The young doctor did not insult her by contradicting her or trying to jolly her out of what she had said, he merely took her hand and held it firmly in silence, and stayed with her until a different police officer came and took her down to the waiting car and home.

Thirty-seven

The room smelled of damp coats. Outside Blackfriars Hall the square was like a sluice and the guttering poured water on to everyone stepping inside. A great many people had come, mainly, Karin McCafferty thought, to escape the wet rather than to support the exhibition of the proposed new day-care centre. The helpers in charge of refreshments had been serving coffee and cakes non-stop, and the raffle and tombola tables had attracted a queue since the opening. But people wandered vaguely round the model of the centre without asking any questions or, save for a few, writing their names in the book left out for those who wanted to be contacted with further information. It was a very nice model. The day-care centre would be at the side of Imogen House and have facilities for patients to meet together, to paint and sew, make models, play games. There would be consultation and treatment rooms and a conservatory opening out on to the garden. Not everyone needed to be an inpatient at the hospice, and not all inpatients simply went into Imogen House to die; many went for respite care and pain relief and returned home for weeks or months of better quality life. If they had a day unit to attend, their care package would be complete. Karin and Meriel Serrailler had been ready with the answers to every conceivable question, ready with explanations and leaflets, ready, as Meriel put it, with a better sales pitch than any used-car dealer. But they had scarcely been asked a question and no one had wanted to stay long enough to have the idea of the day-care centre sold to them.

Now, the room was thinning out as people finished their coffees and got ready to plunge back into the rain. Meriel had gone to help with washing-up. Karin sat beside the model, finishing her second cup of tea and feeling dispirited.
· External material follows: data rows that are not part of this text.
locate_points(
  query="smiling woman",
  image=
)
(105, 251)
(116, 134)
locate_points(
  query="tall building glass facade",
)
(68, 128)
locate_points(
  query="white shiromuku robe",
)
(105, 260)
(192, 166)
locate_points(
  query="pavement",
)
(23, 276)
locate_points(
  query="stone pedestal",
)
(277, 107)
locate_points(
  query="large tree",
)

A second later, she looked up at a young woman who had just come in. She wore a cream belted raincoat and a pale pink cashmere stole, and her hair gleamed with raindrops but was neither tangled into damp rats’ tails not plastered round her face. She was beautiful. Karin stared at her. She was probably the most beautiful woman she had ever seen. She was slim with a perfect skin and very large, dark eyes, as dark as the sheet of hair.